Some years ago it was next to impossible to stay on and work in Australia after completing your degree. Unless you had skills which were classified by the government as 'shortage' area. So MBAs and journalism graduates, for example, had to head straight back home.
But more recently I believe there is an option called the 'Skilled-Graduate (subclass 485) visa, valid for 18 months and carrying unrestricted work rights.
Foreign students who may not be eligible for permanent residency can apply for this visa and get some work experience.
I'm sure these graduates are willing to work harder and longer than locals - and maybe even at lower salaries.

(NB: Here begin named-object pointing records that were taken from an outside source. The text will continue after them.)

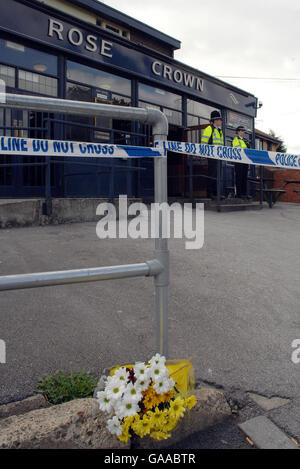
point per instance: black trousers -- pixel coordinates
(241, 173)
(211, 185)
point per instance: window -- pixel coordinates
(18, 55)
(98, 78)
(199, 109)
(160, 97)
(37, 83)
(234, 119)
(8, 75)
(114, 28)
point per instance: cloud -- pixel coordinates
(234, 38)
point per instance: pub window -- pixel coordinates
(114, 28)
(13, 53)
(200, 109)
(37, 83)
(98, 78)
(159, 96)
(7, 74)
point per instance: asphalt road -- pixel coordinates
(234, 306)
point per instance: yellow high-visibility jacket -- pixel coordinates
(216, 134)
(239, 142)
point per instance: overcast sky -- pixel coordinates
(241, 39)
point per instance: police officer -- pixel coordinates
(213, 135)
(241, 169)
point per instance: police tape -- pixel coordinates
(39, 147)
(233, 155)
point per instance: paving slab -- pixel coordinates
(268, 404)
(265, 434)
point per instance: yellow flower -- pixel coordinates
(190, 402)
(171, 423)
(126, 427)
(142, 427)
(158, 435)
(177, 408)
(157, 418)
(152, 399)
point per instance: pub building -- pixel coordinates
(84, 50)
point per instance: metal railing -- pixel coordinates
(157, 268)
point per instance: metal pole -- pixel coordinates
(66, 277)
(159, 124)
(161, 250)
(191, 189)
(218, 184)
(261, 184)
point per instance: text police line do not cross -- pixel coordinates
(235, 155)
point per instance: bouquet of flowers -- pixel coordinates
(143, 400)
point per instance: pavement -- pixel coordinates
(233, 308)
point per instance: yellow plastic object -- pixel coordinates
(181, 371)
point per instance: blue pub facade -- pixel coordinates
(87, 51)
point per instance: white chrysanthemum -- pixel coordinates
(141, 370)
(114, 426)
(158, 360)
(163, 385)
(114, 388)
(122, 375)
(158, 372)
(126, 407)
(104, 401)
(133, 392)
(143, 382)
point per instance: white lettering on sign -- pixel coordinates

This could be a source of tension for locals in a dwindling job market.
So, what happens now? Will the flow of Indian students to Australia get affected?
I think it will, in the short term. 'Sentiment' thoda down ho jayega. And the attitude of the authorities - so far - has not been very convincing. Last month the Melbourne police asked young Indians to “moderate their social behavior,” by not making conspicuous displays of wealth, such as laptop computers (seriously - no jokes!)
The country which will benefit the most from all this is Singapore. Safety is assured in that country - and the economics of getting an education are similar to Australia. In fact many Australian universities have 'branches' in Singapore and "there is a view that Australian institutions should make more courses available in India, which students can attend at home".
Ahem. Firstly we need to pass a bill in Parliament to legally allow that to happen. And secondly, I think for many many students going abroad will still be the preferred option.
'Education' is not just about attending a college but the whole experience of a new culture and its people. Kids who have never picked up a glass of water in their own home learn to cook their own meals. My cousin who drove to college in his car went to America and happily worked at a gas station.
So - I am all for studying abroad - wherever. But safety and civility are things we can and must expect from the host country.
Let's hope the issue which has exploded in Australia is taken seriously and resolved quickly! And it is nipped in the bud... if simmering elsewhere.